En ce temps-là, il y avait quelques Grecs parmi ceux qui étaient montés à Jérusalem pour adorer Dieu pendant la fête de la Pâque. Ils abordèrent Philippe, qui était de Bethsaïde en Galilée, et lui firent cette demande : « Nous voudrions voir Jésus. » Philippe va le dire à André, et tous deux vont le dire à Jésus. Alors Jésus leur déclare : « L’heure est venue où le Fils de l’homme doit être glorifié. Amen, amen, je vous le dis : si le grain de blé tombé en terre ne meurt pas, il reste seul ; mais s’il meurt, il porte beaucoup de fruit. Qui aime sa vie la perd ; qui s’en détache en ce monde la gardera pour la vie éternelle. Si quelqu’un veut me servir, qu’il me suive ; et là où moi je suis, là aussi sera mon serviteur. Si quelqu’un me sert, mon Père l’honorera.

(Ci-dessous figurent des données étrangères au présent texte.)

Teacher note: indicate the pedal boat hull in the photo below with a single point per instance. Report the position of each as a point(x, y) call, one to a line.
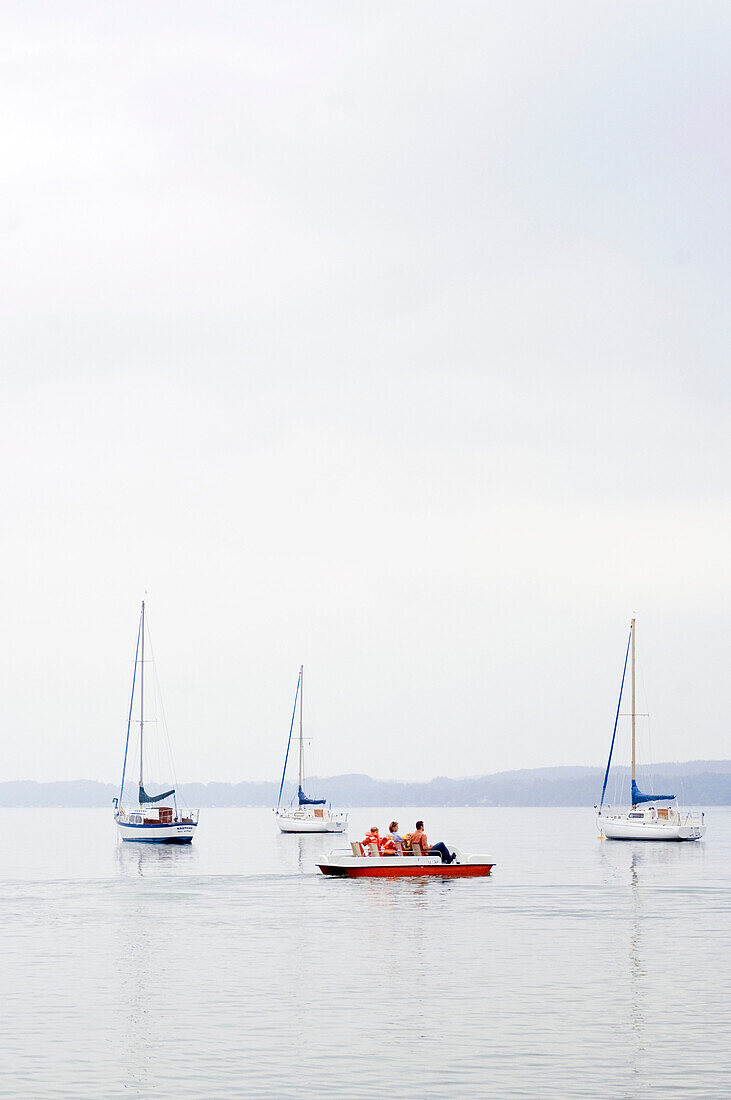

Maintenant mon âme est bouleversée. Que vais-je dire ? « Père, sauve-moi de cette heure » ? – Mais non ! C’est pour cela que je suis parvenu à cette heure-ci ! Père, glorifie ton nom ! » Alors, du ciel vint une voix qui disait : « Je l’ai glorifié et je le glorifierai encore. » En l’entendant, la foule qui se tenait là disait que c’était un coup de tonnerre. D’autres disaient : « C’est un ange qui lui a parlé. » Mais Jésus leur répondit : « Ce n’est pas pour moi qu’il y a eu cette voix, mais pour vous. Maintenant a lieu le jugement de ce monde ; maintenant le prince de ce monde va être jeté dehors ; et moi, quand j’aurai été élevé de terre, j’attirerai à moi tous les hommes. » Il signifiait par là de quel genre de mort il allait mourir.